The short version of what I built:
Security: Every agent runs in its own Docker container or microVM. A vault proxy sits between agents and every LLM call — the agent sends a request, the proxy injects the credential at the network layer, the agent gets back a response. Keys never exist inside the container. Six independent security layers on by default, including per-agent ACL matrices and Unicode sanitization to block invisible-character prompt injection.
Cost control: Per-agent daily and monthly budgets with a hard cutoff enforced at the vault proxy. The agent physically cannot make an LLM call that exceeds its budget. Zero markup on LLM usage — you pay your provider directly at their rates. 100+ providers via LiteLLM with configurable failover chains.
Orchestration: Deterministic YAML DAG workflows. No LLM deciding what runs next. Four patterns: sequential, parallel, supervisor, hierarchical. Every execution path is predictable and auditable.
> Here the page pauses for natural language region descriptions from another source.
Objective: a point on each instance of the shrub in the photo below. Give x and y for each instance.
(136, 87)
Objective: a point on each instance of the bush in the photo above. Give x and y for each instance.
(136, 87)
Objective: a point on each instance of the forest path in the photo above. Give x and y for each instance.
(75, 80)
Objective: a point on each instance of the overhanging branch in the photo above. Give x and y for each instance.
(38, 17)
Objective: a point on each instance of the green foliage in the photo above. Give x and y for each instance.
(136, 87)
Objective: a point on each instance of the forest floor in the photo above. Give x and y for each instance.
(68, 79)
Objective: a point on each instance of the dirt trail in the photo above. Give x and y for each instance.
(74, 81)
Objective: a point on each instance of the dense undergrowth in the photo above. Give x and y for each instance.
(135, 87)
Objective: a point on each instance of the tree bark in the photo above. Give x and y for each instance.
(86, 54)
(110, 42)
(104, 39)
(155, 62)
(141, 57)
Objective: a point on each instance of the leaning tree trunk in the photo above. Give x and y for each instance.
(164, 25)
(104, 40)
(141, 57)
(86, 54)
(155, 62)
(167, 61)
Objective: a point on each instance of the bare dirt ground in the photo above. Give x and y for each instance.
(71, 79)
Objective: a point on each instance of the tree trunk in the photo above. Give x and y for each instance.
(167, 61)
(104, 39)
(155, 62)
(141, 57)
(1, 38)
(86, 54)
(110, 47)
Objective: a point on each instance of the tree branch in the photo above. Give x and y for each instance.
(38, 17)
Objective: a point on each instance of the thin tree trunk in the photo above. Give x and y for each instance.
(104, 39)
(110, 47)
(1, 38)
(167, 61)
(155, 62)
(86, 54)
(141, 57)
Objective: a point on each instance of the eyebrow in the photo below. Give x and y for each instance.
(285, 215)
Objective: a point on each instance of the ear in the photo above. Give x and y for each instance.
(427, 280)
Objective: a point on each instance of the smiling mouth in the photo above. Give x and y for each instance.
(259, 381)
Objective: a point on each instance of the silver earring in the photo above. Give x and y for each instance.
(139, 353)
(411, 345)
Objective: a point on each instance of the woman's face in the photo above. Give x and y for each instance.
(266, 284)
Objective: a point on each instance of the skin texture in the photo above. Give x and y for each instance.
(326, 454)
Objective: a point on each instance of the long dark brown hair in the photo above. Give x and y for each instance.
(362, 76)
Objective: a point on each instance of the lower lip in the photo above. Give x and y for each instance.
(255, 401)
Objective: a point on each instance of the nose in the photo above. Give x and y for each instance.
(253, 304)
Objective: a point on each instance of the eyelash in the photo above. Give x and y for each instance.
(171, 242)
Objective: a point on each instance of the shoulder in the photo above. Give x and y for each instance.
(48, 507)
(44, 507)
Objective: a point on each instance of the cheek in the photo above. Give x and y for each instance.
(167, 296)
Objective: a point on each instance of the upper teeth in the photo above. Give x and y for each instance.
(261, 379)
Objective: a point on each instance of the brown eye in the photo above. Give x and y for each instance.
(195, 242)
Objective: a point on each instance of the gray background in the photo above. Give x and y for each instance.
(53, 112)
The rest: Camoufox stealth browser (C++-level anti-detection, CAPTCHA solving), persistent per-agent vector+BM25 memory with temporal decay, MCP tool support, real-time fleet dashboard, Telegram/Discord/Slack/WhatsApp channels, cron + webhook triggering, agents can write and hot-reload their own Python skills at runtime.
The engine is ~30,000 lines of Python with 2,100+ tests. Self-hosted runs on one machine — no Redis, no Kubernetes, just Python 3.10+, Docker, and an API key. Three commands to start.
For context: the dominant framework in this space is OpenClaw (200K+ stars). CVE-2026-25253 was reported in February — critical RCE, 42,000 exposed instances with no authentication, 341 malicious skills confirmed stealing user data. I'm not trying to replace it, but that's why I think this gap exists.
We launched in February 2026. Zero CVEs. BSL 1.1 license — source-available, not open source, and I want to be clear about that. Managed hosting starts at $19/month with a 7-day free trial. Self-hosted is free.
Happy to get specific about the security model or architecture — genuinely curious where people think the threat model breaks down.